Some Thresholds

(a response for AY)

 

He wrote me that the Japanese secret—what Lévi-Strauss had called the poignancy of things—
implied the faculty of communion with things, of entering into them, of being them for a moment.
It was normal that in their turn they should be like us: perishable and immortal.
- Chris Marker, Sans Soleil

To think is an act. To feel is a fact.
- Clarice Lispector

 

While considering how to begin writing a text for you, I positioned myself on the shallow step where my room meets the small garden. It’s a good spot, being half inside and half out, and from this angle the space is portioned in a way that makes the outside feel like another room.

The small border of a threshold seems to merit pausing. Maybe this is required in the straightforward actions of opening a door or taking off shoes, but the delay in this routine before you enter another space also gives the impression that the other space is waiting to be entered.

Your drawing is a rectangle placed on a spacious page, yet it appears to operate apart from the surface, like a window or a recess. I am aware not only of looking but also of looking in on something.

We see an interior where two women are engaged in a craft. Their postures hold a quiet concentration. We seem to find them at a moment when their task is almost complete.

The drawing is a meticulous copy of a photograph its details minute and precise. Even a glass bead is translucent. But unlike the finish of the photograph it duplicates, your copy pulls me back to imagine the process of its creation, a process that is handmade.

Your chosen image pictures a scene of making that conveys the slowness and patience from which a crafted object emerges. While you gradually remake the image, you also parallel its subject, as if positioning yourself beside the two women silently focused on their craft.

While a photograph often gives access to a moment or atmosphere, here the mood has been deepened by your attention. The soft layers of graphite seem to have slowed the scene down and the presence of the two figures poised in their work becomes so immediate there is almost a sense that looking might disturb them.

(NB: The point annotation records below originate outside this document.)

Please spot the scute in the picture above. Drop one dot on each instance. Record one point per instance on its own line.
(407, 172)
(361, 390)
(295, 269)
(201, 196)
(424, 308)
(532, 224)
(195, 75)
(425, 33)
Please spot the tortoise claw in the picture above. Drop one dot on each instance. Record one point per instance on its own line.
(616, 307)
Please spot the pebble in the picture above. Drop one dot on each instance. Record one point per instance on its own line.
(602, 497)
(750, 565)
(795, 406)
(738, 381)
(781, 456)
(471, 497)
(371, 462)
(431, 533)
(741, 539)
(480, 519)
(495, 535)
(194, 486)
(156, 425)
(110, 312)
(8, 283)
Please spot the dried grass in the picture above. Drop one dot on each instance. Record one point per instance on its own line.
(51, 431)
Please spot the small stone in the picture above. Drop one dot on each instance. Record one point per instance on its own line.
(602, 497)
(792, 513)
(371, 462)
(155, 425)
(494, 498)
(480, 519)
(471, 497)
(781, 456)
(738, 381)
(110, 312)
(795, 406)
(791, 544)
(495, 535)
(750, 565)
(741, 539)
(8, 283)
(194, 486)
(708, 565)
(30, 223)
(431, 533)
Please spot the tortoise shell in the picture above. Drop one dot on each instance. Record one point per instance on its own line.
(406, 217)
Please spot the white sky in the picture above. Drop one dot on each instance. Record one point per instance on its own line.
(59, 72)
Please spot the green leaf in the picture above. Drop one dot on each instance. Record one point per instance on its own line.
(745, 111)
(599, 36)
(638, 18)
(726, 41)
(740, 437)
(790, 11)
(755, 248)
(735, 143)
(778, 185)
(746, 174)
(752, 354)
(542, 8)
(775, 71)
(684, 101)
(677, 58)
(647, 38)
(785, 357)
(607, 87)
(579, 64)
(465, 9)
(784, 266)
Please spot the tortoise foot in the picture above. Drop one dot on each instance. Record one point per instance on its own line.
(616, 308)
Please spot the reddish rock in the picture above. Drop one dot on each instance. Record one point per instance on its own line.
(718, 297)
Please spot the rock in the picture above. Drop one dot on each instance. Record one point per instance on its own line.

The intimacy of drawing imagines or feels its way into the movements taken by the hand in making, of the women’s hands forming glass beads into artificial fruits and then, in turn, the marks that your own hand contributes in shaping this relived scene of intimacy.

I remember you saying

I have to run my hand over a thing in order to understand it.

If to feel is to understand, the contact of your pencil will provide the same recognition as your hand tracing the surface of a new object.

The term draw can also be a pull, an action to bring something near, towards oneself. The method of copying will go further still, as if to immerse you. It is a way of inhabiting the same space as the image you have chosen.

This drawing is part of a series entitled Others. The method of making has set out to overcome the distance of the other in the title, to meet the subject and bring it into a situation of close acquaintance. Yet the ambiguity in the title is also upheld.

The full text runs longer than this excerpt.